Fixed price-full Requirements
Companies that require budget certainty and cannot bear price risk will select a fixed price-full requirements pricing strategy. "Full requirements" implies that a customer must take delivery of all of the operation's power needs at a certain price rate. Most suitable for the vast majority of commercial and industrial companies. When you include the “Blend and Extend” option provided by many suppliers, this is most attractive. With this, the contract price can be renegotiated (if the market goes down) and the length of term extended.
Fixed Price Block with remainder at index
For companies willing to shoulder some risk but have concerns about letting 100 percent of their energy pricing ride on the index, a block-and-index combination is a good choice. This offers the option of reducing price, while mitigating the risk of variable pricing.

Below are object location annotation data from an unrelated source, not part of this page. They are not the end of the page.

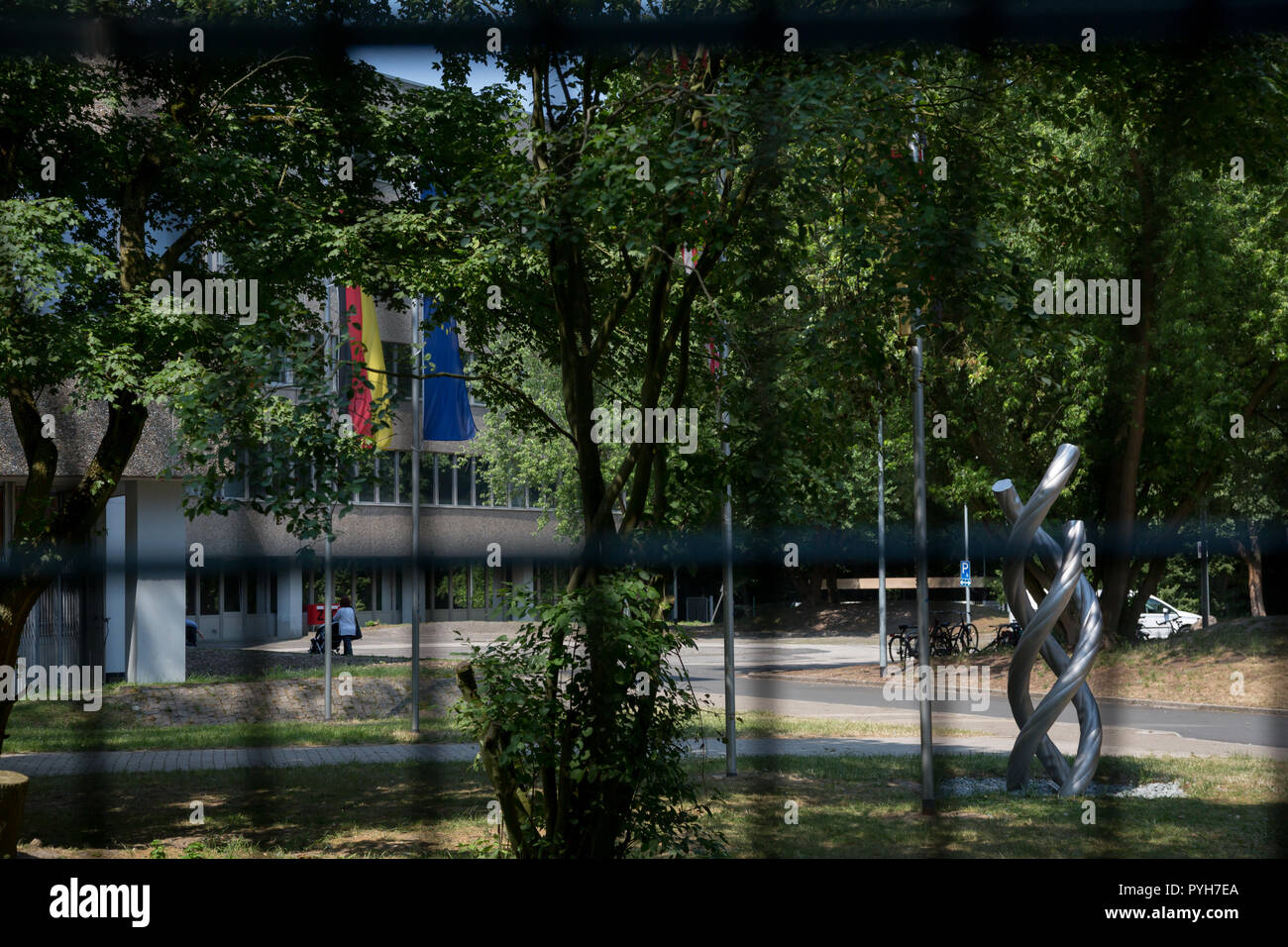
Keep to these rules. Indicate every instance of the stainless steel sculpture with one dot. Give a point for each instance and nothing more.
(1063, 562)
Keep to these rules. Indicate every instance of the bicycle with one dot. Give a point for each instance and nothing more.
(1008, 635)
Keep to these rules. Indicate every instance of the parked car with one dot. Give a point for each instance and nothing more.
(1160, 620)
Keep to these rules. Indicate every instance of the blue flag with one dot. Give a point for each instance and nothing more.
(447, 402)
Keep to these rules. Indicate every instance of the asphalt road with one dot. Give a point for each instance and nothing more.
(810, 697)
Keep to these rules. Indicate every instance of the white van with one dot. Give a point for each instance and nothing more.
(1159, 620)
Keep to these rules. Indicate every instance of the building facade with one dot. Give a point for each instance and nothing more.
(244, 579)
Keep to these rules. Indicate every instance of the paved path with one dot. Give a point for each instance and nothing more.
(278, 757)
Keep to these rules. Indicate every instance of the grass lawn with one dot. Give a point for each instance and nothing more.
(58, 725)
(848, 806)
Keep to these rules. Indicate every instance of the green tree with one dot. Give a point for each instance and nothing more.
(158, 162)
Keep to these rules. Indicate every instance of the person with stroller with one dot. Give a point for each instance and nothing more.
(347, 624)
(344, 629)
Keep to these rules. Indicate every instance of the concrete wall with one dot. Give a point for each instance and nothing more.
(156, 554)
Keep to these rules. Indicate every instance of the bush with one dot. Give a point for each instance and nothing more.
(580, 720)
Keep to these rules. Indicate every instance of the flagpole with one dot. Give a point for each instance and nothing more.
(416, 582)
(327, 583)
(730, 715)
(881, 609)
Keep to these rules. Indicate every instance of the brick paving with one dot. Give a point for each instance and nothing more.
(355, 698)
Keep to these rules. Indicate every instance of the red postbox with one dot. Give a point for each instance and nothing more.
(313, 615)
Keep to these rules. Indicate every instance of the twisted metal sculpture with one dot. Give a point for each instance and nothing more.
(1063, 561)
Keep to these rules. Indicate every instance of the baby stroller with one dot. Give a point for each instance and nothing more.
(318, 644)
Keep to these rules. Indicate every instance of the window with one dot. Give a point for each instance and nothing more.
(368, 491)
(464, 480)
(426, 479)
(403, 476)
(362, 590)
(446, 479)
(210, 592)
(232, 591)
(441, 587)
(471, 386)
(460, 587)
(235, 486)
(399, 359)
(279, 371)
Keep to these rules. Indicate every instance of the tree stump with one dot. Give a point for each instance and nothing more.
(13, 795)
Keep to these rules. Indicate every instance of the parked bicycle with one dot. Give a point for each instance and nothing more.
(945, 639)
(1008, 635)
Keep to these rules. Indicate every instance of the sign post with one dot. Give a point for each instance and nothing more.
(965, 579)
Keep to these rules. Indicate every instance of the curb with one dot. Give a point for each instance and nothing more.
(1128, 701)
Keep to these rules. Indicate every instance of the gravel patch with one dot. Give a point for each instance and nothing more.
(230, 661)
(966, 787)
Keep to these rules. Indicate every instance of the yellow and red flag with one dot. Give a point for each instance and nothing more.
(366, 352)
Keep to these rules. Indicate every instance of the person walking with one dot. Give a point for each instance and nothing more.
(348, 624)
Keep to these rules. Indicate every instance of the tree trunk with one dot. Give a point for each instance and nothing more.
(13, 795)
(1249, 552)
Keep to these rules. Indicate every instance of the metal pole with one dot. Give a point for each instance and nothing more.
(918, 446)
(675, 594)
(1205, 600)
(730, 718)
(416, 582)
(966, 541)
(326, 622)
(327, 583)
(881, 644)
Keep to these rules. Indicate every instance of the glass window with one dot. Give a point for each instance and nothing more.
(232, 591)
(368, 491)
(446, 479)
(464, 480)
(235, 486)
(403, 476)
(398, 363)
(426, 479)
(279, 368)
(386, 468)
(362, 596)
(442, 578)
(210, 592)
(460, 587)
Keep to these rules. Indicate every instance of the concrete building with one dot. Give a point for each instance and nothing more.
(253, 581)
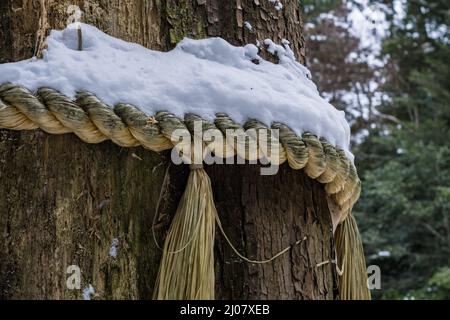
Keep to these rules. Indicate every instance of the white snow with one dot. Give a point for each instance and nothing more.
(384, 253)
(200, 76)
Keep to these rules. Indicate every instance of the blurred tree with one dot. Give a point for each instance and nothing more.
(406, 167)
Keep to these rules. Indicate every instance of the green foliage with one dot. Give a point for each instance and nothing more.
(405, 204)
(404, 157)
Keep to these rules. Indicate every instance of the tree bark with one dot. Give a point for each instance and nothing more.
(64, 202)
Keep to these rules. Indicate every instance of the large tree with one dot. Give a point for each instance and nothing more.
(64, 202)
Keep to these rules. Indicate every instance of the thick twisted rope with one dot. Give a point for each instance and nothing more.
(93, 122)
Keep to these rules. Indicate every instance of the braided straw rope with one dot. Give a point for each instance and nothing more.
(93, 122)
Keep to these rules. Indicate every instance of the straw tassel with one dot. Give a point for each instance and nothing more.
(187, 263)
(351, 262)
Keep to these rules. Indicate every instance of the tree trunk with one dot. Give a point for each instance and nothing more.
(64, 202)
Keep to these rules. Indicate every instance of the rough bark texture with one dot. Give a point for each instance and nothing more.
(63, 202)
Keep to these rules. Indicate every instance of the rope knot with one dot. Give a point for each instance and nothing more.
(196, 166)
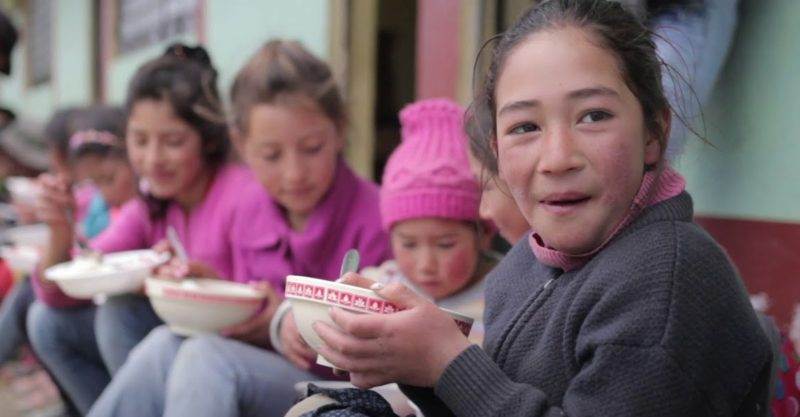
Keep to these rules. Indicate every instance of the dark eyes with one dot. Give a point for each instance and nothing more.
(595, 116)
(524, 128)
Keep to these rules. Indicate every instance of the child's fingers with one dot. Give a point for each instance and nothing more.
(162, 246)
(398, 294)
(343, 343)
(363, 326)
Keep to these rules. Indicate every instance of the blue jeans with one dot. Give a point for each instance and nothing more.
(64, 340)
(13, 312)
(139, 387)
(121, 323)
(694, 46)
(202, 376)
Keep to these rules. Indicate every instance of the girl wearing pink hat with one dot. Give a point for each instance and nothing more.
(430, 206)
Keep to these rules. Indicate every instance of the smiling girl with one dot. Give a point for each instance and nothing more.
(617, 304)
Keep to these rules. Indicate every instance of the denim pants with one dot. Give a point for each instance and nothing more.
(201, 376)
(13, 312)
(64, 340)
(694, 46)
(120, 324)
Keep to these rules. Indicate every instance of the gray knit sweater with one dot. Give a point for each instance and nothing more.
(656, 324)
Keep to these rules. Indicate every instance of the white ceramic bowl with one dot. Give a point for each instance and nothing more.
(118, 273)
(21, 258)
(196, 306)
(23, 190)
(30, 235)
(312, 297)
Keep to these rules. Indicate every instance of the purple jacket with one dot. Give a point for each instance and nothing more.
(265, 248)
(204, 231)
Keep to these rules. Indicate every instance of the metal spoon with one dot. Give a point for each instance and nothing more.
(177, 246)
(349, 263)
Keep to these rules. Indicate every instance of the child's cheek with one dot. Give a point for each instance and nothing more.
(460, 266)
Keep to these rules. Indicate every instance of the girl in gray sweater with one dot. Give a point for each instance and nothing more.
(617, 304)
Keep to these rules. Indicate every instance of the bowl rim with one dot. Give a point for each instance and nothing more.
(308, 289)
(332, 293)
(175, 290)
(53, 273)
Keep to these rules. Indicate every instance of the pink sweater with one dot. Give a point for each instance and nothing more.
(204, 231)
(265, 248)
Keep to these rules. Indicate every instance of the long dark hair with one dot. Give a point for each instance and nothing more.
(279, 70)
(618, 30)
(185, 78)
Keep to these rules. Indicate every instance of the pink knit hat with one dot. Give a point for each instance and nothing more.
(428, 175)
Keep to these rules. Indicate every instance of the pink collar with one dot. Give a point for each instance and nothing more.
(656, 187)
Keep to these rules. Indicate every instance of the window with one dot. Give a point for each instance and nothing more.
(39, 42)
(141, 23)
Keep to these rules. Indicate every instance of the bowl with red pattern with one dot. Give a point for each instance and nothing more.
(311, 299)
(197, 306)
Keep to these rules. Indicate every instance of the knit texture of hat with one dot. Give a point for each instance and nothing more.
(428, 175)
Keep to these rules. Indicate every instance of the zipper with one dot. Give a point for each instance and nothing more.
(515, 328)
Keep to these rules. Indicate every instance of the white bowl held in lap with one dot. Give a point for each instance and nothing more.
(117, 273)
(311, 298)
(37, 235)
(21, 258)
(196, 306)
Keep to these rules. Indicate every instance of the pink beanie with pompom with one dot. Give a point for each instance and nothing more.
(429, 175)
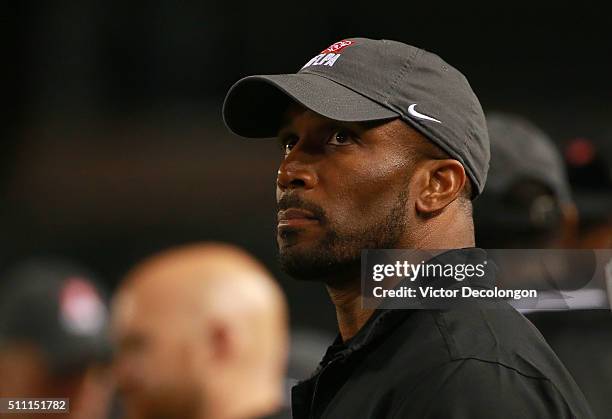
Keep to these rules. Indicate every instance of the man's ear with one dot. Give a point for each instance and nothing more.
(439, 182)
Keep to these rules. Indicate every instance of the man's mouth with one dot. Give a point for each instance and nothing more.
(295, 217)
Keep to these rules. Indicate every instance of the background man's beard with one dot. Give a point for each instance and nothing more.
(337, 256)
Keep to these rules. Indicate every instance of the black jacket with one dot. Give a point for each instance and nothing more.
(474, 363)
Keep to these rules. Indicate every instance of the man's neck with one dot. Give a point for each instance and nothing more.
(351, 316)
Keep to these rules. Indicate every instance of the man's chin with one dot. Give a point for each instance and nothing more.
(308, 261)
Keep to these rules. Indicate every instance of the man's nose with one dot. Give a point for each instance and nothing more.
(295, 173)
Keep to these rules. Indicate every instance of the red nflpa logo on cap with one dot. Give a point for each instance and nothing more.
(337, 47)
(330, 54)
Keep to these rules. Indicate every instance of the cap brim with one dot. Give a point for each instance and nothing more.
(254, 106)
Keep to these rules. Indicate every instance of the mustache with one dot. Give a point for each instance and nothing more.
(295, 201)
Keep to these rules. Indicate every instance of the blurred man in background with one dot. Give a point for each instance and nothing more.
(527, 204)
(590, 174)
(53, 338)
(201, 332)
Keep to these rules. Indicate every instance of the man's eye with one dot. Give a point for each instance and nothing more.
(341, 138)
(288, 146)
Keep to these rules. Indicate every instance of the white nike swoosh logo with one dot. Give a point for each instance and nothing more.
(419, 115)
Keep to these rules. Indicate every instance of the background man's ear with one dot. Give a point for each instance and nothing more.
(440, 183)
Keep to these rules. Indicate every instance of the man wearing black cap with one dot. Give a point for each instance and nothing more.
(385, 146)
(53, 340)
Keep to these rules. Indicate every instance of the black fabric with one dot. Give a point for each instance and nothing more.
(583, 341)
(464, 363)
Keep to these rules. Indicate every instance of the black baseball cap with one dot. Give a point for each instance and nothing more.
(57, 307)
(360, 79)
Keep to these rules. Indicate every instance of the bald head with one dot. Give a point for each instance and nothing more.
(193, 321)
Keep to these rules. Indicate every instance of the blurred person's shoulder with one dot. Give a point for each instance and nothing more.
(497, 351)
(461, 361)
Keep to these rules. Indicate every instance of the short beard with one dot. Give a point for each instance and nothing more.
(337, 258)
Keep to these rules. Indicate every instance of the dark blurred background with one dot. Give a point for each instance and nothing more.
(114, 145)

This product lends itself well to a growing business that can layer in additional electricity usage as the business expands. The company can lock in a fixed price up front for a portion of its load and pay the index price for the remaining volumes. This strategy also makes sense if the company wants to lock in portions of the contract price at various times, since the company can buy multiple blocks of power over time.
Average of spot market settlements over the delivery period. Most suitable for industrial companies that can shed load, manage power consumption, pass on the cost of electricity to their customers, or use a majority of their energy during off-peak hours.
Index with Fixed Price Trigger
This allows companies to play the market with the option of locking in a price at a later time. Most Suitable for those willing to bear the risk of paying an index price but also want to take advantage of any market dips to lock in a fixed contract price. Companies considering this option should be able to handle a moderate degree of risk.
Companies typically choose a heat rate product when they want to pay market-based prices and power indexes in the market are not available, or they are not as transparent as gas prices. Heat rate products are most popular when gas prices are expected to decline. Most suitable for companies having a strong commodities hedging function, sometimes choose heat rate-based electricity supply contracts. These companies are looking for ways to tie their expenses to expected revenue streams.